Ever wonder why some people are helplessly attracted to bumper sticker slogans and idiot politicians. Apparently some psychologists have been giving the question some thought, too, and what they have come up with is “cognitive fluency” — the ability to think about new and complex things. Seems that there is a strong evolutionary predisposition to keep it simple, to do the conventional and the expected. That might work alright when it comes to selecting a breakfast cereal or bar to go to. But when it comes to more complicated issues things like healthcare reform and global climate change — some people are simply not able to bring the intellectual muscle to the task. We see a lot of that in the common political culture.

See St. Louis Post Dispatch columnist Kevin Horrigan’s full column http://onlineathens.com/stories/022010/opi_565162967.shtml. And if you disagree, you are probably one of those less evolved thinkers.

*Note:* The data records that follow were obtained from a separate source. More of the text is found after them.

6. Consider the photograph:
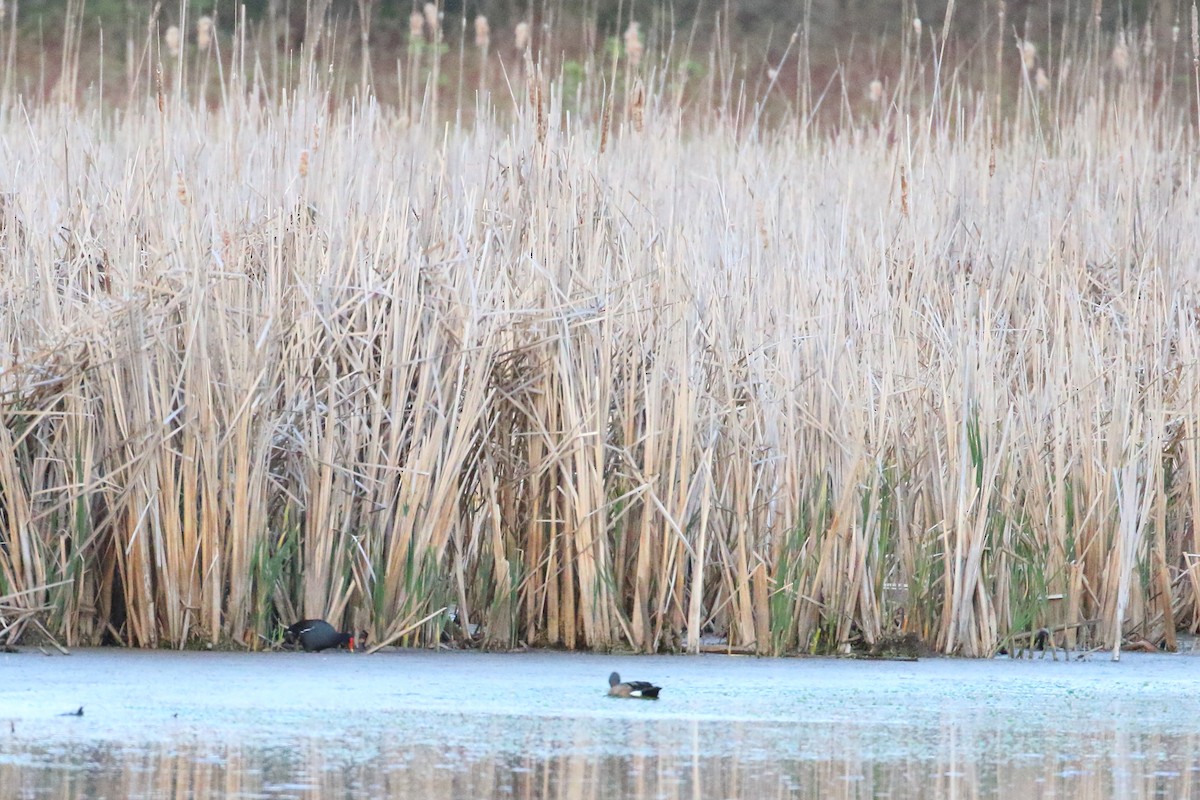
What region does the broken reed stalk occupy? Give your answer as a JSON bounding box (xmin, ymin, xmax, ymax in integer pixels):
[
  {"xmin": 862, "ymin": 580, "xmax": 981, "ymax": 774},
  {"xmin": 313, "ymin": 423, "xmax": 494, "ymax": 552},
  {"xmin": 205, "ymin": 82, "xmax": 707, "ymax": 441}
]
[{"xmin": 0, "ymin": 7, "xmax": 1200, "ymax": 655}]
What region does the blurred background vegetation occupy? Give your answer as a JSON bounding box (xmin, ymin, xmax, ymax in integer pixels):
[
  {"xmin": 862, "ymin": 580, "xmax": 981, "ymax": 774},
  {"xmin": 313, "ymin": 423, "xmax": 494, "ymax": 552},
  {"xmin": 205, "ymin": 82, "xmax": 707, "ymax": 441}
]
[{"xmin": 14, "ymin": 0, "xmax": 1166, "ymax": 38}]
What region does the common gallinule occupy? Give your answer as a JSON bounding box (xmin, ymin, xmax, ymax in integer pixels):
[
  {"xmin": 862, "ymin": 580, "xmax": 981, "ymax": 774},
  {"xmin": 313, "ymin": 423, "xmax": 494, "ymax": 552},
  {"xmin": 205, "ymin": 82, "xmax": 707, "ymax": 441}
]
[
  {"xmin": 608, "ymin": 673, "xmax": 662, "ymax": 700},
  {"xmin": 283, "ymin": 619, "xmax": 354, "ymax": 652}
]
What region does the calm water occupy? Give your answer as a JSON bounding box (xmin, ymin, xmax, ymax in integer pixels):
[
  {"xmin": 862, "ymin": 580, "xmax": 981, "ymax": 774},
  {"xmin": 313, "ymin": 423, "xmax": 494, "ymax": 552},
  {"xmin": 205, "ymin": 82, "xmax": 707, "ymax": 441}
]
[{"xmin": 0, "ymin": 650, "xmax": 1200, "ymax": 800}]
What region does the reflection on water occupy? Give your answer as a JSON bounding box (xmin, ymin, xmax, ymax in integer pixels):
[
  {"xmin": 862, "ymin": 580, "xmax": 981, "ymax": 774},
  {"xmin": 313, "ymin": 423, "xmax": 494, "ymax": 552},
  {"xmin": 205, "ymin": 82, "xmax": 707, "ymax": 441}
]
[{"xmin": 0, "ymin": 717, "xmax": 1200, "ymax": 800}]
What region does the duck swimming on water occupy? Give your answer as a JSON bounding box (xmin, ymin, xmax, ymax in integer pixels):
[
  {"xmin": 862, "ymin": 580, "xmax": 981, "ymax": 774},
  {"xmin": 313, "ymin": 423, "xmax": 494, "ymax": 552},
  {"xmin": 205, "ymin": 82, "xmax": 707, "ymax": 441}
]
[{"xmin": 608, "ymin": 673, "xmax": 662, "ymax": 700}]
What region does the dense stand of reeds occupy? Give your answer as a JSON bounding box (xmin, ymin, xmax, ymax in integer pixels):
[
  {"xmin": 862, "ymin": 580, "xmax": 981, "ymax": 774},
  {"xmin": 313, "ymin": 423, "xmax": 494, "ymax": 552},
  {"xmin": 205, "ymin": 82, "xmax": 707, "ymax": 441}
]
[{"xmin": 0, "ymin": 1, "xmax": 1200, "ymax": 656}]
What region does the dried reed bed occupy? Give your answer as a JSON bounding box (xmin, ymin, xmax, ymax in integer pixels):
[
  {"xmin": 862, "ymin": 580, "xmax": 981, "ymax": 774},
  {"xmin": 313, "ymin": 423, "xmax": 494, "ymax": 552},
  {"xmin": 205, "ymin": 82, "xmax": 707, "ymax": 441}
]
[{"xmin": 0, "ymin": 7, "xmax": 1200, "ymax": 656}]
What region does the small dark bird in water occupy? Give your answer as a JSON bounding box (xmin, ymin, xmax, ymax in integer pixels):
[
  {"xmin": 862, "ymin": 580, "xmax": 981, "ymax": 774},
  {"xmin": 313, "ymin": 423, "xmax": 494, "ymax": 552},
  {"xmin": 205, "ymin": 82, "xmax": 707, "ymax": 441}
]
[
  {"xmin": 283, "ymin": 619, "xmax": 354, "ymax": 652},
  {"xmin": 608, "ymin": 673, "xmax": 662, "ymax": 700}
]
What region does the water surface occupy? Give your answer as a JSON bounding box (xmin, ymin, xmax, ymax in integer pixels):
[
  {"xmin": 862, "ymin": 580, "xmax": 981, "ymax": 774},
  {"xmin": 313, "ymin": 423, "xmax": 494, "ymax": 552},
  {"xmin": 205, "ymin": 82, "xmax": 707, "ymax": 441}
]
[{"xmin": 0, "ymin": 650, "xmax": 1200, "ymax": 800}]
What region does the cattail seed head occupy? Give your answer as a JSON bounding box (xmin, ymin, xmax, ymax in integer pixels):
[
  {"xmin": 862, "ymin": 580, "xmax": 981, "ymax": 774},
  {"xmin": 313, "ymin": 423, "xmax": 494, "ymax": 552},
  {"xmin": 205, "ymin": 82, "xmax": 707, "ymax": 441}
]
[
  {"xmin": 625, "ymin": 22, "xmax": 643, "ymax": 67},
  {"xmin": 422, "ymin": 2, "xmax": 442, "ymax": 42},
  {"xmin": 1021, "ymin": 40, "xmax": 1038, "ymax": 70},
  {"xmin": 196, "ymin": 17, "xmax": 212, "ymax": 50},
  {"xmin": 629, "ymin": 80, "xmax": 646, "ymax": 133},
  {"xmin": 1192, "ymin": 2, "xmax": 1200, "ymax": 66},
  {"xmin": 1112, "ymin": 34, "xmax": 1129, "ymax": 72},
  {"xmin": 162, "ymin": 25, "xmax": 179, "ymax": 58}
]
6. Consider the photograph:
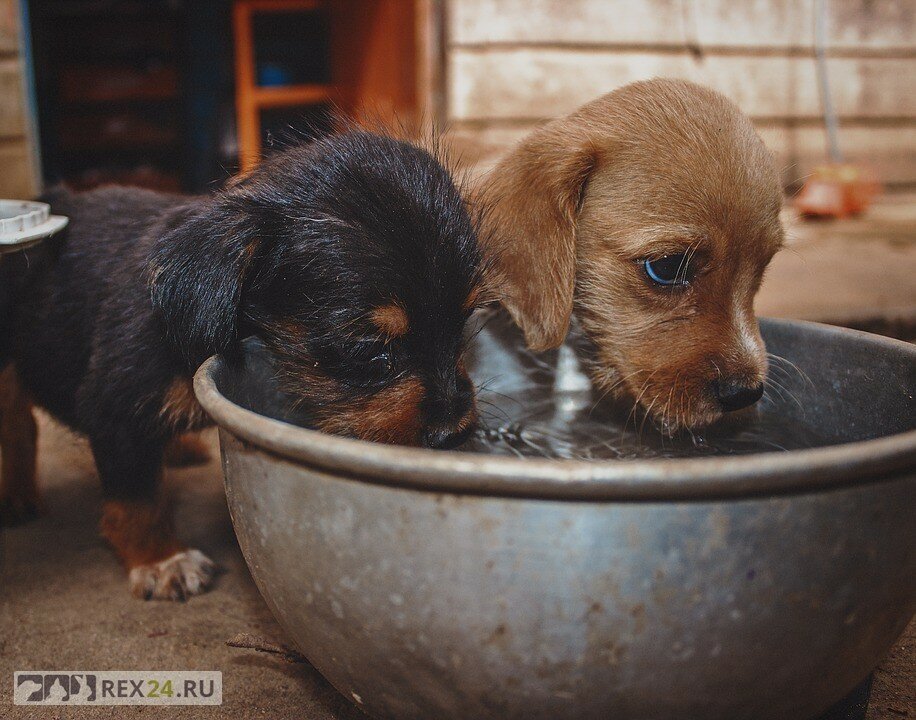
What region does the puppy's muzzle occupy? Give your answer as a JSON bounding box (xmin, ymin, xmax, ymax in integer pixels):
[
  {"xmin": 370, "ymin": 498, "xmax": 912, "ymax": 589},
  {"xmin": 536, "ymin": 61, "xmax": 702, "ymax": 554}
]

Even when the president tried to make things simple, as he did in a speech to Congress on Sept. 9, it took him 47 minutes to do it. He had to talk about things like insurance exchanges and pre-existing conditions, cost-shifting and individual mandates.

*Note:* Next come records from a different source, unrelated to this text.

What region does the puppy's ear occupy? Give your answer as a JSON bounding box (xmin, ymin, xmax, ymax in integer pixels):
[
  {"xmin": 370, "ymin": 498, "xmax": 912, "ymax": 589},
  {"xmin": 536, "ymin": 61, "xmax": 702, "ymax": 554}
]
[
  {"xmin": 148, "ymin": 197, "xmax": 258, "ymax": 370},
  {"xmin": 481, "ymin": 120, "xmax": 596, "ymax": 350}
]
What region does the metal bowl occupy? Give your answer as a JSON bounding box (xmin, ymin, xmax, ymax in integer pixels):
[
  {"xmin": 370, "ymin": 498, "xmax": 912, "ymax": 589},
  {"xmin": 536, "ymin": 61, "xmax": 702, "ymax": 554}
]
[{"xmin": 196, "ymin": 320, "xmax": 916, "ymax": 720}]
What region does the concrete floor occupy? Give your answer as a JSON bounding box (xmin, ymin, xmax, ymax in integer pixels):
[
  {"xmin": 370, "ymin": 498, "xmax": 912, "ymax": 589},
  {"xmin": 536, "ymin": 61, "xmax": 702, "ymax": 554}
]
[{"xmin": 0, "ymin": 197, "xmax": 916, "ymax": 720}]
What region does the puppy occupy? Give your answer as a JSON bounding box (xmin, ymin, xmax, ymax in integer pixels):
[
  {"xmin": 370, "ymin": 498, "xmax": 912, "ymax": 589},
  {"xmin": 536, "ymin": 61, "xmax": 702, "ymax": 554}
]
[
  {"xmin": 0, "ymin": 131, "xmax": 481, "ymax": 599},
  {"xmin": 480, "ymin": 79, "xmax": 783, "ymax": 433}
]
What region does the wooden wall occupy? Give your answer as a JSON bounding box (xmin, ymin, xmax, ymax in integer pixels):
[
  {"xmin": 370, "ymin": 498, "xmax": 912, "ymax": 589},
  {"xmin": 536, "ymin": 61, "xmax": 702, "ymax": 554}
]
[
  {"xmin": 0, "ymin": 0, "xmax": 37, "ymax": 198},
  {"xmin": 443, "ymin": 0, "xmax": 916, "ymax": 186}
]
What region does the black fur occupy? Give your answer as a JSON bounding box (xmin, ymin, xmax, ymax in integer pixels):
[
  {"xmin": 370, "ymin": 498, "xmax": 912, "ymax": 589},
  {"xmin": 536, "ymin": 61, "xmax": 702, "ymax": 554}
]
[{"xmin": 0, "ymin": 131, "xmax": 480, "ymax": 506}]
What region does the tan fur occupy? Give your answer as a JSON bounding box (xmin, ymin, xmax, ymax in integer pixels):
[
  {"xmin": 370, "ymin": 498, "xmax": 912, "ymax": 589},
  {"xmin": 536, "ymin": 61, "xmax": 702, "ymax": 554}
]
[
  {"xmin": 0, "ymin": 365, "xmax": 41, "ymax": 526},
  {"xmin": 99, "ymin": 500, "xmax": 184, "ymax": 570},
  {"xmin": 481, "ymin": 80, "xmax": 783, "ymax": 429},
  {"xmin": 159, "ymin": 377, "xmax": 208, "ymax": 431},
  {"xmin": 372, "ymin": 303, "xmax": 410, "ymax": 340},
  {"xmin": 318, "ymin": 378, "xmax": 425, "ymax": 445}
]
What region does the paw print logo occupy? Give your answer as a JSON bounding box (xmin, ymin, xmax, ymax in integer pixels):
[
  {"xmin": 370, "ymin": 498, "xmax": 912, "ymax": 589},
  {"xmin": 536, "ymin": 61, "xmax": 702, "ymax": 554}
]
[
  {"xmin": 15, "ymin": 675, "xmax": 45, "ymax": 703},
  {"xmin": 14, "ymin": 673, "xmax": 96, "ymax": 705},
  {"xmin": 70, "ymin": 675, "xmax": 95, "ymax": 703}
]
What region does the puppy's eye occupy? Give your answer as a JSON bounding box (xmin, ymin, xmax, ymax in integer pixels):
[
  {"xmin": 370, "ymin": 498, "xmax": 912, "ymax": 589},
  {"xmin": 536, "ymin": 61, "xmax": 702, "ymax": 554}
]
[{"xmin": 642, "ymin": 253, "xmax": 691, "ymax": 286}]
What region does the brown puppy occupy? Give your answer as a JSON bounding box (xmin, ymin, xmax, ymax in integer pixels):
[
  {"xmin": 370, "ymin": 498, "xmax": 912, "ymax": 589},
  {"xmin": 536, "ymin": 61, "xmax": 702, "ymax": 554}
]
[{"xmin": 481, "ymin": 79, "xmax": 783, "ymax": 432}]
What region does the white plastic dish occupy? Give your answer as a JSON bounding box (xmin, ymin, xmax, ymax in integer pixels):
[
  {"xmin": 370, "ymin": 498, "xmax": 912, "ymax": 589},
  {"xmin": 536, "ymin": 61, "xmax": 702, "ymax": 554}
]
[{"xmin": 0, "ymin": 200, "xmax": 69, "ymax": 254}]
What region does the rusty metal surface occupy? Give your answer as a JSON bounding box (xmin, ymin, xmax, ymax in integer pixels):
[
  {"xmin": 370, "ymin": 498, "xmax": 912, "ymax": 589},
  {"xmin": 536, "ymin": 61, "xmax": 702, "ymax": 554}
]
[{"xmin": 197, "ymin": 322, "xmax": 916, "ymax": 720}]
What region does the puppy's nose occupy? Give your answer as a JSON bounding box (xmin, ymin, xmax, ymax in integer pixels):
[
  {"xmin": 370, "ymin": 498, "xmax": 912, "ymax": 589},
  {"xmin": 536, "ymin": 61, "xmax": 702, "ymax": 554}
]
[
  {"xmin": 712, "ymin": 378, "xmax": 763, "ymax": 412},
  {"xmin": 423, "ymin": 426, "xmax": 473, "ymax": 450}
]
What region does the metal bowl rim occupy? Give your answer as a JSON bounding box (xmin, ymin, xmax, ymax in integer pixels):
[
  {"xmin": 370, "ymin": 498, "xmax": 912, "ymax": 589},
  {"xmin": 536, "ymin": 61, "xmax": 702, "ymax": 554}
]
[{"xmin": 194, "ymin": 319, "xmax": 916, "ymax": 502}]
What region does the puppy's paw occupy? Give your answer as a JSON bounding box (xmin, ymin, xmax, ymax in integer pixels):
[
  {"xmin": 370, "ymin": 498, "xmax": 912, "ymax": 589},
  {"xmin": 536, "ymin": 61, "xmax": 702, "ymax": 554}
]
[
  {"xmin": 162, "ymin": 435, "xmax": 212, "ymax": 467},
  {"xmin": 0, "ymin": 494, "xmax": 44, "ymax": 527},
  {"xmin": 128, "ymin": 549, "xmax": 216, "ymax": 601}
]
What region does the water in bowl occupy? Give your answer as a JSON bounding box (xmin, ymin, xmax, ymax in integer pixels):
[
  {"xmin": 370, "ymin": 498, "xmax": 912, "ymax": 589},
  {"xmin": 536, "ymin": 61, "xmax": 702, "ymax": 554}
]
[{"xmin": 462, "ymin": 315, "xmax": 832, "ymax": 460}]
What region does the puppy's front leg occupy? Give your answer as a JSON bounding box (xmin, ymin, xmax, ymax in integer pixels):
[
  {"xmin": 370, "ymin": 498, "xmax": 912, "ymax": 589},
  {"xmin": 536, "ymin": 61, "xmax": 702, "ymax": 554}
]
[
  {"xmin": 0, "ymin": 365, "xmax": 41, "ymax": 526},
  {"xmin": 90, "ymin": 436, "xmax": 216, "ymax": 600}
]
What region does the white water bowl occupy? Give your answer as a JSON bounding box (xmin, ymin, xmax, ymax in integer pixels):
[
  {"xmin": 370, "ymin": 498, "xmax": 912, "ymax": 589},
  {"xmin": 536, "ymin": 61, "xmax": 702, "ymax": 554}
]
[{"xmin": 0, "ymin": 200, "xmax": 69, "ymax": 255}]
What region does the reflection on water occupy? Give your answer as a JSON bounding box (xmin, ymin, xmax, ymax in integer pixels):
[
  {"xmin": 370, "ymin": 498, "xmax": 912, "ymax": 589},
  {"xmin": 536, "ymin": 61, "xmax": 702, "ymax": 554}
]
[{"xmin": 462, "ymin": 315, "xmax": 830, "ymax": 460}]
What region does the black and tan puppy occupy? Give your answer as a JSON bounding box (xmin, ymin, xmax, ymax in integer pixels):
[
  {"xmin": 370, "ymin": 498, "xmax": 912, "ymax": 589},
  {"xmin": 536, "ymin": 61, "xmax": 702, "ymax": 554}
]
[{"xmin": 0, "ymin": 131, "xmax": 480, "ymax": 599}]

This failed the cognitive fluency test. Republicans rushed into the breach with talking points like “death panels” and “socialized medicine.” They kept complaining about the Senate’s “2,700-page bill,” as if you ought to be able to overhaul something as complex as health care with a memo.

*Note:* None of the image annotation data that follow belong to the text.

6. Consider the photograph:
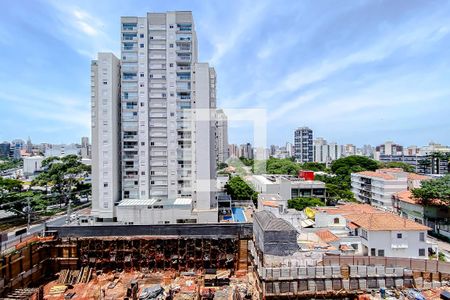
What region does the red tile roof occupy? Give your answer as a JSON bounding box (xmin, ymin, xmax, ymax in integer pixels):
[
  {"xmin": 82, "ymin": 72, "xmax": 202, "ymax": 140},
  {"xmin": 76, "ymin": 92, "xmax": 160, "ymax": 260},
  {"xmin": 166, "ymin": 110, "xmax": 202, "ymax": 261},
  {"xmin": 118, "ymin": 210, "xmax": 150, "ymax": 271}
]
[{"xmin": 345, "ymin": 212, "xmax": 431, "ymax": 231}]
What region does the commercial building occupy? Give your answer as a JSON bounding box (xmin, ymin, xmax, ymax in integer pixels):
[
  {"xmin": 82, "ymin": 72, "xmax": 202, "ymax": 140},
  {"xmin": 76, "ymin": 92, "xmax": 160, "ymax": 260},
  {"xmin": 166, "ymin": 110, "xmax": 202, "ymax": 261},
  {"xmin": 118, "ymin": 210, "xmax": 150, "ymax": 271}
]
[
  {"xmin": 89, "ymin": 11, "xmax": 217, "ymax": 224},
  {"xmin": 91, "ymin": 53, "xmax": 121, "ymax": 221},
  {"xmin": 216, "ymin": 109, "xmax": 229, "ymax": 163},
  {"xmin": 294, "ymin": 127, "xmax": 314, "ymax": 163},
  {"xmin": 245, "ymin": 175, "xmax": 325, "ymax": 200}
]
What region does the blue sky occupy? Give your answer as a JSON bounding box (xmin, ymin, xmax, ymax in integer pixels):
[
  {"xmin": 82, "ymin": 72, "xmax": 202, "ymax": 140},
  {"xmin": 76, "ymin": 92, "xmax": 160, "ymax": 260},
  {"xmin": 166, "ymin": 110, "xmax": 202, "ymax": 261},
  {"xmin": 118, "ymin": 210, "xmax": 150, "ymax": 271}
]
[{"xmin": 0, "ymin": 0, "xmax": 450, "ymax": 145}]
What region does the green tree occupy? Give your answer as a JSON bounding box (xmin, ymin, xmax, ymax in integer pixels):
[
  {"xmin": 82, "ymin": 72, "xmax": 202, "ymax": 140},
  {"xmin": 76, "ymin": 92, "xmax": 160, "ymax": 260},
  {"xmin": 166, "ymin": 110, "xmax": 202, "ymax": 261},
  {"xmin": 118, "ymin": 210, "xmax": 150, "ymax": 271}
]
[
  {"xmin": 32, "ymin": 155, "xmax": 91, "ymax": 204},
  {"xmin": 331, "ymin": 155, "xmax": 380, "ymax": 175},
  {"xmin": 225, "ymin": 176, "xmax": 258, "ymax": 205},
  {"xmin": 411, "ymin": 175, "xmax": 450, "ymax": 205},
  {"xmin": 288, "ymin": 197, "xmax": 325, "ymax": 210}
]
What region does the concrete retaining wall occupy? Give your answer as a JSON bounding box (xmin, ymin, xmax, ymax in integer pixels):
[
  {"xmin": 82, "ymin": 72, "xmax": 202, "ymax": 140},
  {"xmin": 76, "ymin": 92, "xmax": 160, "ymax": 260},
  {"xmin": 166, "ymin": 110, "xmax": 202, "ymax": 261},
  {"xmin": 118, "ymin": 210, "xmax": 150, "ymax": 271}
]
[{"xmin": 323, "ymin": 256, "xmax": 450, "ymax": 274}]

When Missouri Republican Sen. Kit Bond dropped by the office recently and complained about the “2,700-page health care bill,” I remembered that he’d helped write the last federal transportation bill. It was 835 pages long, and all it did was fund transportation programs for six years.

All of this may be intellectually dishonest, but it is smart politics. Americans are looking for easy answers.

Nobody in America understands this better than Sarah Palin. The former Alaska governor’s speech to the recent Tea Party convention in Nashville was a masterpiece of cognitive fluency, offering simple answers for all sorts of difficult problems:

“We need a strong national defense … cut spending … spending freeze … drill here and drill now … common-sense solutions and values … the government that governs least governs best … freedom is a God-given right … enduring truths passed down from Washington to Lincoln to Reagan. …”

It was truly a brilliant speech, utterly free of nuance and complexity. If America is tired, angry, confused and looking for easy answers, she may be just the expedient to which they resort.